Ein milliardenschwerer Jahresverlust und offene Selbstkritik der Führung prägen das Bild beim australischen Biotech-Konzern CSL. Nach einem tiefroten Geschäftsjahr bis Ende Juni 2026 setzt das Unternehmen nun auf personelle Weichenstellungen und operative Stabilisierung im Kerngeschäft. Am Markt sorgt unterdessen eine Hochstufung durch Analysten für Zuversicht: Die Aktie legte heute um 2,0 Prozent auf 109,50 Euro zu.

Chairman räumt Verfehlungen ein

CSL-Verwaltungsratschef Brian McNamee trat jüngst mit bemerkenswerter Deutlichkeit vor die Anteilseigner. Er räumte die Frustration der Investoren über das abgelaufene Geschäftsjahr 2026 ein.

Verantwortlich für den Einbruch waren vor allem nicht zahlungswirksame Abschreibungen und hohe Kosten für den Konzernumbau.

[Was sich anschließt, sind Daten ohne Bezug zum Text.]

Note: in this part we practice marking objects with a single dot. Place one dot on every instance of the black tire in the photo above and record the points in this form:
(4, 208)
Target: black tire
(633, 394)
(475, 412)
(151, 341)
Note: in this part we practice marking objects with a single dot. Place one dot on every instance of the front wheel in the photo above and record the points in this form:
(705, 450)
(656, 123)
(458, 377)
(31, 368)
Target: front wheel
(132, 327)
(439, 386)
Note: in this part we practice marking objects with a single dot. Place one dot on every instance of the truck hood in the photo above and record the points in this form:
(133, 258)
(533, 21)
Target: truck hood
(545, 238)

McNamee führte an, CSL habe sich zu langsam an den gestiegenen Wettbewerbsdruck angepasst. Zudem sei die Rendite der Forschungs- und Entwicklungsaufwendungen unzureichend gewesen. Übergangsweise führt Gordon Naylor das operative Geschäft als Interim-CEO.

Analysten sehen Wendepunkt im Kerngeschäft

Trotz der bilanziellen Altlasten mehren sich die Stimmen, die eine operative Erholung erwarten. RBC Capital Markets stufte das Papier auf „Outperform“ hoch und rief ein Kursziel von 213 Australischen Dollar aus. Als wesentlichen Treiber nennen die Analysten die Rückgewinnung von Marktanteilen im Bereich der Immunglobuline.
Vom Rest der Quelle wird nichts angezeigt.